Turning to the dresser, he decided that tonight he would remain sober and exchange the few hours of oblivion the amber liquor afforded him for a clear head. A twinge of resentment soured his gut. So typical of Fabian to land on his feet and immediately set to making himself the top dog. No longer immortal, he’d nevertheless managed some semblance of immortality. Seven hundred years later and they were building shrines to his memory.

Should have informed that woman the shrine wasn’t nearly big enough to contain his brother’s ego. She’d been as moon-struck by the man as all women were. As eldest he’d been prime in everything and had never once let anyone forget that. Never listened to any advice that contradicted his own desires. The Imarna would capitulate without a whimper. Fabian had been so sure that he’d taken only a token army to annexe a strip of land he didn’t even want.

And lost them everything.

Hard to forgive and yet Marcellus knew he must find a way to reach that place of forgiveness or risk being eaten alive by regret that he did nothing to avert the disaster that befell them.

The Fall had changed more than location and life-span. Now he ached for too long when hurt. The room spun after a mere six shots of the whisky. And women, when they saw his dishevelled appearance, either ran from him or demanded coin for the privilege of his body. Hell, they should be paying
him
.

All because of the arrogance of a man who’d brought down a dynasty.

Cassandra Evans. He fingered the name on the book he’d stolen from a local bookstore. Turned it over to read the words inscribed on the back cover. The Fall had at least equipped him with the language of this world.

Fabian Lucimanticus, the most exciting link to date in the quest to unlock the mystery of the Falling Men. Who are they and why do their images appear throughout the ages? Dr. Cassandra Evans believes…

So the woman was doctor as well as historian? And more astute than most mortals inhabiting this world. Above the words he saw her picture and the hint of challenge in the casual stance, as if daring people to have the courage to believe her outlandish theories.

The question posed beneath her picture. Why, in a society capable of building space vehicles to explore other worlds, was it so difficult to believe in time-travel and magic?

Had she not worked that one out? Industrialisation was the death of magic. The more people understood about their world, the more they expected everything to have a logical explanation.
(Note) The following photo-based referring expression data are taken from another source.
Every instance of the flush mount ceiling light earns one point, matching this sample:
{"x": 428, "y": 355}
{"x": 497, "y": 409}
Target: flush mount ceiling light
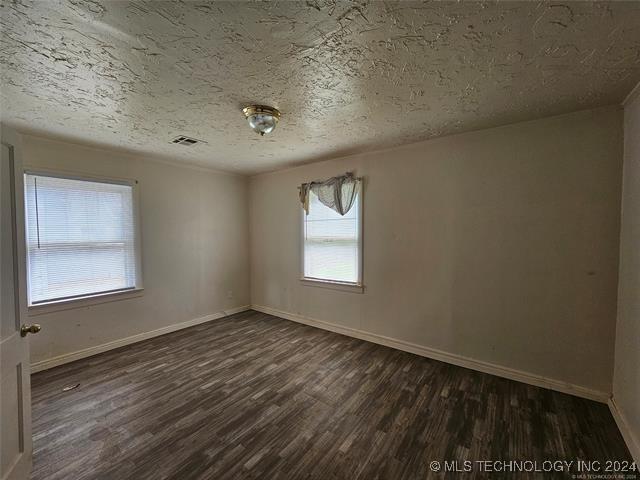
{"x": 261, "y": 118}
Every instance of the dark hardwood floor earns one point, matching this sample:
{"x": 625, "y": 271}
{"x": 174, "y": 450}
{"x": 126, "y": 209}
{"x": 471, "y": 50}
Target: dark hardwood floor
{"x": 253, "y": 396}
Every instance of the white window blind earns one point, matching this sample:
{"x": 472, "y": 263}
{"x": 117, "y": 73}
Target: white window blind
{"x": 80, "y": 237}
{"x": 332, "y": 243}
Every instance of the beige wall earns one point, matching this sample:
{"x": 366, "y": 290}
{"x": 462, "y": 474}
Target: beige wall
{"x": 194, "y": 248}
{"x": 626, "y": 383}
{"x": 500, "y": 245}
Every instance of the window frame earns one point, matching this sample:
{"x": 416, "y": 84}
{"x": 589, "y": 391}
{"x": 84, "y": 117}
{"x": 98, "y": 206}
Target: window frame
{"x": 355, "y": 287}
{"x": 81, "y": 301}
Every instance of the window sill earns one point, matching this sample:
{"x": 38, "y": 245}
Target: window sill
{"x": 81, "y": 302}
{"x": 345, "y": 287}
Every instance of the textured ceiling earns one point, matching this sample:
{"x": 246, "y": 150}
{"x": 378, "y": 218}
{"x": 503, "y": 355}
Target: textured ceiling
{"x": 347, "y": 76}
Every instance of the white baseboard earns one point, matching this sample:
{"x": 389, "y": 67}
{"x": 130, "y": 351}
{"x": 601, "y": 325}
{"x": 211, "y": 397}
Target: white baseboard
{"x": 633, "y": 443}
{"x": 88, "y": 352}
{"x": 479, "y": 365}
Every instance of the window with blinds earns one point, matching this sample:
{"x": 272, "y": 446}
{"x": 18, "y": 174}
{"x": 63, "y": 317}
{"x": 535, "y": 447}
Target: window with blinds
{"x": 81, "y": 238}
{"x": 332, "y": 243}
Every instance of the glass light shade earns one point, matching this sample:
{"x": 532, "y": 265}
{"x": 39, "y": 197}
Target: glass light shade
{"x": 262, "y": 122}
{"x": 262, "y": 119}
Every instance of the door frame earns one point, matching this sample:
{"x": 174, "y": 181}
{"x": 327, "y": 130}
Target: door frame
{"x": 13, "y": 141}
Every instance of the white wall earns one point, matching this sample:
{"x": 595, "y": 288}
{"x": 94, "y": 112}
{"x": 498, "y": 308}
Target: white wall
{"x": 626, "y": 382}
{"x": 498, "y": 245}
{"x": 194, "y": 248}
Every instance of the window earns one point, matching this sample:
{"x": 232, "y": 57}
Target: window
{"x": 332, "y": 243}
{"x": 81, "y": 238}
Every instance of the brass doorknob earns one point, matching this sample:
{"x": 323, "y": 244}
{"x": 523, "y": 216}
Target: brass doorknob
{"x": 25, "y": 329}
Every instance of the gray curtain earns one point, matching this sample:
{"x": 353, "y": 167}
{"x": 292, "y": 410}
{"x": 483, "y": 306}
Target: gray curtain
{"x": 337, "y": 193}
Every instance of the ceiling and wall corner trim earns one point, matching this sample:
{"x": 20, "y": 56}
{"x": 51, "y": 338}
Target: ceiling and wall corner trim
{"x": 442, "y": 356}
{"x": 433, "y": 140}
{"x": 177, "y": 162}
{"x": 633, "y": 443}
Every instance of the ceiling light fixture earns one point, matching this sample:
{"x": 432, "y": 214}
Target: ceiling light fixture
{"x": 261, "y": 118}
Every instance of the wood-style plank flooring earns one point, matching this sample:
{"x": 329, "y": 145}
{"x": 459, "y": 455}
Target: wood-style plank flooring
{"x": 254, "y": 396}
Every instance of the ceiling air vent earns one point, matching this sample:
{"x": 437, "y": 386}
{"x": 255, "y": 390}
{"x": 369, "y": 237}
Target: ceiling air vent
{"x": 187, "y": 141}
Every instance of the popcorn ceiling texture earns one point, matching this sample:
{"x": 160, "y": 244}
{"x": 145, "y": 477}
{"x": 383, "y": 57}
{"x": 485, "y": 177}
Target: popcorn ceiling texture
{"x": 347, "y": 76}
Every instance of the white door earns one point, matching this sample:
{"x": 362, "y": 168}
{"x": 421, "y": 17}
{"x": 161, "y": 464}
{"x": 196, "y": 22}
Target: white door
{"x": 15, "y": 397}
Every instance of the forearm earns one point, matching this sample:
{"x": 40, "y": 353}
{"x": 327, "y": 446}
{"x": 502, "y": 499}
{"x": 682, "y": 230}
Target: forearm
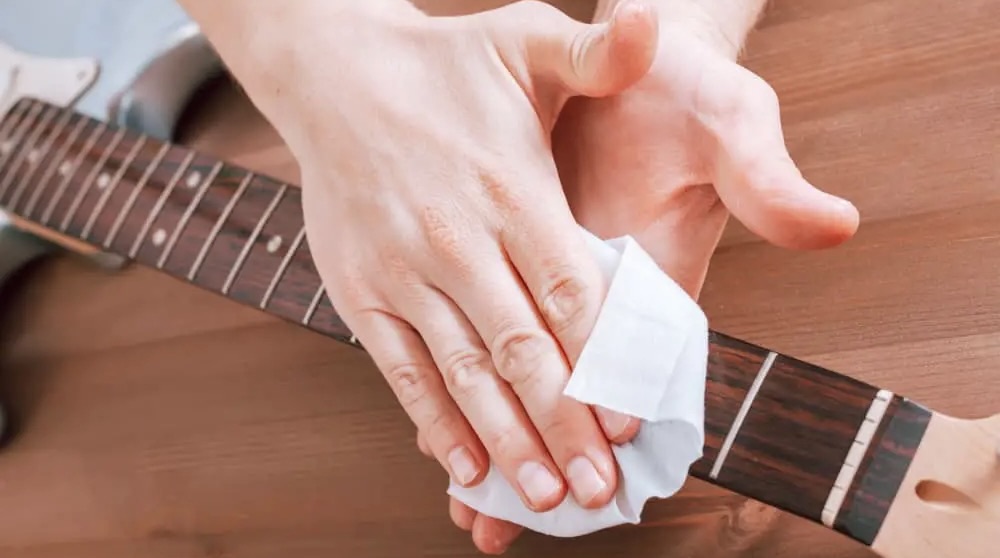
{"x": 725, "y": 22}
{"x": 256, "y": 37}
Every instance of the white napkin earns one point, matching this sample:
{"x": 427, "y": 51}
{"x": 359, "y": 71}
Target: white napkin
{"x": 646, "y": 357}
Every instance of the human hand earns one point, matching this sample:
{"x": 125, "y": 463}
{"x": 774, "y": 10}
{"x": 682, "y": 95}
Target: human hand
{"x": 697, "y": 139}
{"x": 667, "y": 160}
{"x": 439, "y": 227}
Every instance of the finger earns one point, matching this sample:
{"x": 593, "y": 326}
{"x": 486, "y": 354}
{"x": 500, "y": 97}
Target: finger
{"x": 529, "y": 358}
{"x": 489, "y": 404}
{"x": 619, "y": 428}
{"x": 404, "y": 360}
{"x": 566, "y": 284}
{"x": 494, "y": 536}
{"x": 423, "y": 446}
{"x": 461, "y": 515}
{"x": 592, "y": 59}
{"x": 761, "y": 185}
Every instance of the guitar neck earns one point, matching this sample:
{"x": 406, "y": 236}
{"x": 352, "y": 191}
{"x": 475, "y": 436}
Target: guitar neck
{"x": 790, "y": 434}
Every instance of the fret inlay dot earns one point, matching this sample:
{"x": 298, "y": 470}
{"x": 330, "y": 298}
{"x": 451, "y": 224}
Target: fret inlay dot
{"x": 274, "y": 244}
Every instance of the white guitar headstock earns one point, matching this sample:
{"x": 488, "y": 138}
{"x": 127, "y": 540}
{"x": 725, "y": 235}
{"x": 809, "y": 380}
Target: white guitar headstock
{"x": 59, "y": 81}
{"x": 949, "y": 503}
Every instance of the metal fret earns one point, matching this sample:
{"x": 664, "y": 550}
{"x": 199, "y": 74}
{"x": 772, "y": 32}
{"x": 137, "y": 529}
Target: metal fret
{"x": 85, "y": 187}
{"x": 281, "y": 268}
{"x": 187, "y": 215}
{"x": 60, "y": 160}
{"x": 734, "y": 430}
{"x": 863, "y": 439}
{"x": 26, "y": 149}
{"x": 50, "y": 140}
{"x": 253, "y": 238}
{"x": 155, "y": 212}
{"x": 136, "y": 190}
{"x": 11, "y": 145}
{"x": 313, "y": 305}
{"x": 218, "y": 226}
{"x": 77, "y": 163}
{"x": 103, "y": 200}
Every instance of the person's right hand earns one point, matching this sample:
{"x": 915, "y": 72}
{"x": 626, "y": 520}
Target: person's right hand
{"x": 437, "y": 221}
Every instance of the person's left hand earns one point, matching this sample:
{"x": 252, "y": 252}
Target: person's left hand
{"x": 666, "y": 162}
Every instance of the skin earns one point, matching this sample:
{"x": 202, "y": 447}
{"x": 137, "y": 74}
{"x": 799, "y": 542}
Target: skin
{"x": 443, "y": 221}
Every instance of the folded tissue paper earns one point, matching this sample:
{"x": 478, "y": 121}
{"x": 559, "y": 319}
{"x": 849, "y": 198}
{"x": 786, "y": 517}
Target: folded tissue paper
{"x": 646, "y": 357}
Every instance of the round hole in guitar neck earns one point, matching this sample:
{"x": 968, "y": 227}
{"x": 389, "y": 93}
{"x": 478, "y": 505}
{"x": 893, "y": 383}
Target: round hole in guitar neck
{"x": 946, "y": 497}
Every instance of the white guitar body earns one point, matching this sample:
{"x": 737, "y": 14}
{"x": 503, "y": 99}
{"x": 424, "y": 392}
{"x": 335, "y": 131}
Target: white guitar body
{"x": 134, "y": 63}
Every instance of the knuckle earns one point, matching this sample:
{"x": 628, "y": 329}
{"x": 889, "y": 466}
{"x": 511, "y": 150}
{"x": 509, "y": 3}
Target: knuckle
{"x": 445, "y": 238}
{"x": 409, "y": 382}
{"x": 519, "y": 353}
{"x": 443, "y": 428}
{"x": 463, "y": 372}
{"x": 564, "y": 301}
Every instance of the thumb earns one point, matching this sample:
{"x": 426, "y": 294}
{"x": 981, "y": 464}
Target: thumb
{"x": 596, "y": 59}
{"x": 761, "y": 186}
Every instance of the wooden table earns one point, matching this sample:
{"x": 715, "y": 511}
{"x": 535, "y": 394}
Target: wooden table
{"x": 157, "y": 420}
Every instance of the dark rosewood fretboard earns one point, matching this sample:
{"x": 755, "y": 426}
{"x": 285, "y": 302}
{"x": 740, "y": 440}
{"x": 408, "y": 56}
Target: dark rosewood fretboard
{"x": 809, "y": 441}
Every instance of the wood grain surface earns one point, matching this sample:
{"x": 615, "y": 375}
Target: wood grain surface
{"x": 154, "y": 419}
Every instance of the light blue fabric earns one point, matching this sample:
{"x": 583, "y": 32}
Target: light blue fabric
{"x": 123, "y": 35}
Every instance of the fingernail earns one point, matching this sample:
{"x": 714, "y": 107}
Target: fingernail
{"x": 463, "y": 465}
{"x": 615, "y": 424}
{"x": 537, "y": 482}
{"x": 584, "y": 480}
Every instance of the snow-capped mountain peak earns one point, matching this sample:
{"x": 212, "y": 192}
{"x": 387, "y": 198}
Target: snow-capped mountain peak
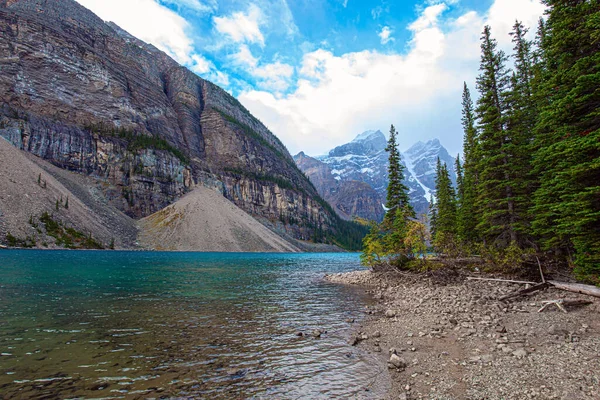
{"x": 365, "y": 159}
{"x": 368, "y": 135}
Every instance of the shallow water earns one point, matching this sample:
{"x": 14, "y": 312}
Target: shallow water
{"x": 99, "y": 324}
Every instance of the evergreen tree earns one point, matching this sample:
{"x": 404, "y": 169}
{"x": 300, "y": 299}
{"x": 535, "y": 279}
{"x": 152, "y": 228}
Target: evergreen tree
{"x": 467, "y": 219}
{"x": 445, "y": 233}
{"x": 459, "y": 182}
{"x": 521, "y": 118}
{"x": 495, "y": 192}
{"x": 566, "y": 206}
{"x": 397, "y": 192}
{"x": 432, "y": 216}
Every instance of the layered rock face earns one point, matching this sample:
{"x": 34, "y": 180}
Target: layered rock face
{"x": 88, "y": 97}
{"x": 365, "y": 160}
{"x": 349, "y": 198}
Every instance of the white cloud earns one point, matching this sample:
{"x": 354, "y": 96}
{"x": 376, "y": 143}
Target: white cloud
{"x": 274, "y": 77}
{"x": 202, "y": 6}
{"x": 428, "y": 18}
{"x": 339, "y": 96}
{"x": 386, "y": 35}
{"x": 200, "y": 65}
{"x": 242, "y": 27}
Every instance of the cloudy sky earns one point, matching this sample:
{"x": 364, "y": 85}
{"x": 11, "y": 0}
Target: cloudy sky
{"x": 319, "y": 72}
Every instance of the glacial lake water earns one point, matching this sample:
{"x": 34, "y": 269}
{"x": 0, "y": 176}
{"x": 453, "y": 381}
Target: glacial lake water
{"x": 102, "y": 324}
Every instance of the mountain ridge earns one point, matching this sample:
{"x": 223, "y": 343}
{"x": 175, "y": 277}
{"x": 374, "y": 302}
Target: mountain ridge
{"x": 90, "y": 98}
{"x": 364, "y": 159}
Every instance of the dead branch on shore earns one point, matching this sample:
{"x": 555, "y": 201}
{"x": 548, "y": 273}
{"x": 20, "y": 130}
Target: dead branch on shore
{"x": 570, "y": 287}
{"x": 532, "y": 289}
{"x": 577, "y": 288}
{"x": 474, "y": 278}
{"x": 562, "y": 303}
{"x": 541, "y": 272}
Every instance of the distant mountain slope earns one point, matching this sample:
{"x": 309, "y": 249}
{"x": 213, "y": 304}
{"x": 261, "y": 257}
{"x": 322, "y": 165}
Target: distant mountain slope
{"x": 88, "y": 97}
{"x": 349, "y": 198}
{"x": 364, "y": 159}
{"x": 44, "y": 206}
{"x": 204, "y": 220}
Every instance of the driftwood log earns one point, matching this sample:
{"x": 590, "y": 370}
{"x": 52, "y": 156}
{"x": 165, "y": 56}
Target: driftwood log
{"x": 532, "y": 289}
{"x": 562, "y": 303}
{"x": 475, "y": 278}
{"x": 570, "y": 287}
{"x": 577, "y": 288}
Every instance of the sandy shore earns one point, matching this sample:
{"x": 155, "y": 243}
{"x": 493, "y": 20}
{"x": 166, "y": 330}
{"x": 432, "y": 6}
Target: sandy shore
{"x": 452, "y": 338}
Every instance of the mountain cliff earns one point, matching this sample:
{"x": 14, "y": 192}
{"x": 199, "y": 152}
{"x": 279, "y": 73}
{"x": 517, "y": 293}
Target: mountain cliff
{"x": 349, "y": 198}
{"x": 365, "y": 160}
{"x": 90, "y": 98}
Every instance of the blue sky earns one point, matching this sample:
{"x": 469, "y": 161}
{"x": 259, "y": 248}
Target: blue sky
{"x": 319, "y": 72}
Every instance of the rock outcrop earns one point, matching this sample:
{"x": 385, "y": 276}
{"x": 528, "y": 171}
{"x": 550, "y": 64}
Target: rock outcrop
{"x": 88, "y": 97}
{"x": 203, "y": 220}
{"x": 365, "y": 160}
{"x": 349, "y": 198}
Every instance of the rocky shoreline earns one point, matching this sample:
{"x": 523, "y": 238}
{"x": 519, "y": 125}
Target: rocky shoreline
{"x": 445, "y": 337}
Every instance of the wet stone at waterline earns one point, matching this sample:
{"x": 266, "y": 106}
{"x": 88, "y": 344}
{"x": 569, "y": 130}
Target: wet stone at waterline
{"x": 125, "y": 324}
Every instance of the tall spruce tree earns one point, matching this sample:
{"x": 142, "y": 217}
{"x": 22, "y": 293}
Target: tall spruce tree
{"x": 445, "y": 206}
{"x": 520, "y": 122}
{"x": 466, "y": 219}
{"x": 432, "y": 216}
{"x": 495, "y": 192}
{"x": 566, "y": 206}
{"x": 397, "y": 192}
{"x": 460, "y": 185}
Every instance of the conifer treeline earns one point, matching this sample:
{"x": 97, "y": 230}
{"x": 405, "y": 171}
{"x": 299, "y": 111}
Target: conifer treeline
{"x": 530, "y": 178}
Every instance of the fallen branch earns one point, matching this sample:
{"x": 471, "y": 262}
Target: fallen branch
{"x": 535, "y": 288}
{"x": 577, "y": 288}
{"x": 561, "y": 304}
{"x": 541, "y": 272}
{"x": 473, "y": 278}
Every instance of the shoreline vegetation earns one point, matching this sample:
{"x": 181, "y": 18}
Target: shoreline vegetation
{"x": 526, "y": 196}
{"x": 525, "y": 207}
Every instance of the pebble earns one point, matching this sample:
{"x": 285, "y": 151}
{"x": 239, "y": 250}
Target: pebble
{"x": 520, "y": 353}
{"x": 397, "y": 362}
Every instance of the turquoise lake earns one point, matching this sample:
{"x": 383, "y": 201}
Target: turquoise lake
{"x": 112, "y": 324}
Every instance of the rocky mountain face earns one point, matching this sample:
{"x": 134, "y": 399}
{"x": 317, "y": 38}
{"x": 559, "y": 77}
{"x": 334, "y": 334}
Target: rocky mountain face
{"x": 349, "y": 198}
{"x": 90, "y": 98}
{"x": 365, "y": 160}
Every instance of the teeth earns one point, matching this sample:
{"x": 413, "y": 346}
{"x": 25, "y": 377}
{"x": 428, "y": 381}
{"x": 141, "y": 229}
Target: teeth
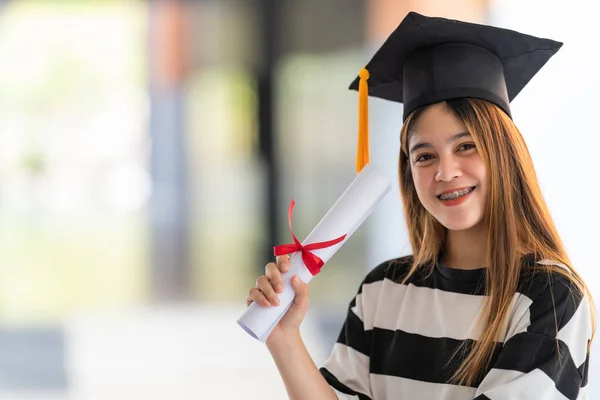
{"x": 456, "y": 194}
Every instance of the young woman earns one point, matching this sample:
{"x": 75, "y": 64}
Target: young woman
{"x": 488, "y": 306}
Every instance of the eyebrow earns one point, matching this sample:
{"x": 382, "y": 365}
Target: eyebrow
{"x": 419, "y": 145}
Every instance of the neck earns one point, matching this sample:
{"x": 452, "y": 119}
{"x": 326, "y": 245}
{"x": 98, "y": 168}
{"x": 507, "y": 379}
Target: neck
{"x": 465, "y": 249}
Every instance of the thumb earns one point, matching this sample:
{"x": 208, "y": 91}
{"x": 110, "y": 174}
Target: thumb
{"x": 302, "y": 290}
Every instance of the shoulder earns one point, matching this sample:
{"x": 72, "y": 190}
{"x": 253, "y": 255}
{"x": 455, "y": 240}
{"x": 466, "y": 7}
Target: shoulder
{"x": 392, "y": 269}
{"x": 556, "y": 298}
{"x": 542, "y": 278}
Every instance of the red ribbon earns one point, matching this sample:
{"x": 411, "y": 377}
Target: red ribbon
{"x": 312, "y": 262}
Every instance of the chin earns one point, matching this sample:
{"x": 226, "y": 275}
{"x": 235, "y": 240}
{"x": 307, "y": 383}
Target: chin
{"x": 460, "y": 225}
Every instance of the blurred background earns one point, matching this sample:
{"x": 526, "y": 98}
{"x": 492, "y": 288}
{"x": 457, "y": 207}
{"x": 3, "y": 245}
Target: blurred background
{"x": 148, "y": 154}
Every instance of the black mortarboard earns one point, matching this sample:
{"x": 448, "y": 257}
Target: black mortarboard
{"x": 427, "y": 60}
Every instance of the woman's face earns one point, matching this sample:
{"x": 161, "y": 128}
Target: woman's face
{"x": 448, "y": 172}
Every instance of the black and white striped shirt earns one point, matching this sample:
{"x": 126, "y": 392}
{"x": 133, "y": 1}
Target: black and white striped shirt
{"x": 398, "y": 339}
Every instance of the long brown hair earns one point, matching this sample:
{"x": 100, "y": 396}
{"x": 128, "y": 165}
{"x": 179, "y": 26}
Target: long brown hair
{"x": 517, "y": 222}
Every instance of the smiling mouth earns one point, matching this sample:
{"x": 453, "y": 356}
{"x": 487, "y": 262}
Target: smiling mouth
{"x": 456, "y": 194}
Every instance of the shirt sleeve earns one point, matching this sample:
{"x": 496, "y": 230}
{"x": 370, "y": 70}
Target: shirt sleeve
{"x": 538, "y": 363}
{"x": 347, "y": 368}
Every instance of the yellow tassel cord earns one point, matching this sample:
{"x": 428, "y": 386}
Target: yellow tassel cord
{"x": 362, "y": 153}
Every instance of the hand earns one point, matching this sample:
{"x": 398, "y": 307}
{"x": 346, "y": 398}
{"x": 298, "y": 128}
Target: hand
{"x": 265, "y": 295}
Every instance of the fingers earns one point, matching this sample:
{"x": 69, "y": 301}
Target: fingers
{"x": 302, "y": 291}
{"x": 283, "y": 262}
{"x": 274, "y": 275}
{"x": 264, "y": 285}
{"x": 255, "y": 295}
{"x": 267, "y": 286}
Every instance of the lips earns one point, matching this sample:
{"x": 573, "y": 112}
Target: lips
{"x": 461, "y": 191}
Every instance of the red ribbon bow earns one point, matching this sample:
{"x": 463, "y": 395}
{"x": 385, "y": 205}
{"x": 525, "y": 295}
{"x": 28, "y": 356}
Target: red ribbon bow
{"x": 312, "y": 262}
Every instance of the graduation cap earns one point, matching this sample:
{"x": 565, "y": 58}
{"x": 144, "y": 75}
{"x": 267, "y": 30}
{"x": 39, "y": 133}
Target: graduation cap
{"x": 427, "y": 60}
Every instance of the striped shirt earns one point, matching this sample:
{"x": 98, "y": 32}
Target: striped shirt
{"x": 398, "y": 340}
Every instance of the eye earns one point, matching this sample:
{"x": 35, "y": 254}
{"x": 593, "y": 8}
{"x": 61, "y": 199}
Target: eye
{"x": 423, "y": 157}
{"x": 466, "y": 146}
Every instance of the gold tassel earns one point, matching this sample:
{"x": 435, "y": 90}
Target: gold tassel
{"x": 362, "y": 153}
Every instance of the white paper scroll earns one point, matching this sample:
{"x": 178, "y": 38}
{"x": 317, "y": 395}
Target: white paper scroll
{"x": 345, "y": 216}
His world had been walking the same inevitable path towards a day when even the Dark Fall would be viewed as nothing more than a crack in a rock containing, somewhere deep below, the decayed remains of those who had been forced to jump.

In ten thousand years' time his world would resemble the one outside the window. And unless he found a way to return, he would not be there to see it.

Did he even care any more?

The throb in his hand told him he did. After three months of despair, the surge of hope at hearing Fabian’s name had endowed him with a strength and speed he’d not commanded since the Fall. No matter that he’d almost broken his hand smashing the glass and possibly broken some kind of speed record escaping from the museum guards and into the crowds. Cassandra Evans was the link he’d despaired of finding. Someone who wouldn’t think him insane for claiming to be a former immortal prince who’d fallen through time into her world. Her knowledge could see him reunited with Fabian, or returned home to regain what he’d lost. In exchange, he’d give her the whole story. The truth she so desperately sought about the falling men.

Fame and fortune, validation from her peers, all would be hers. A bargain she couldn’t resist.

First a wash and shave, then procure new clothes and seek her out to present his bargain. The stolen card that magically produced money from a hole in the wall no longer worked. No matter, there were shops a plenty that would not miss an outfit or two.
Shoplifter
, an irate store worker had screamed after him the last time he’d availed himself of products without bothering to pay. But what was he to do when he had no identity, no trade? Thievery at least provided a little excitement to this dull existence of his.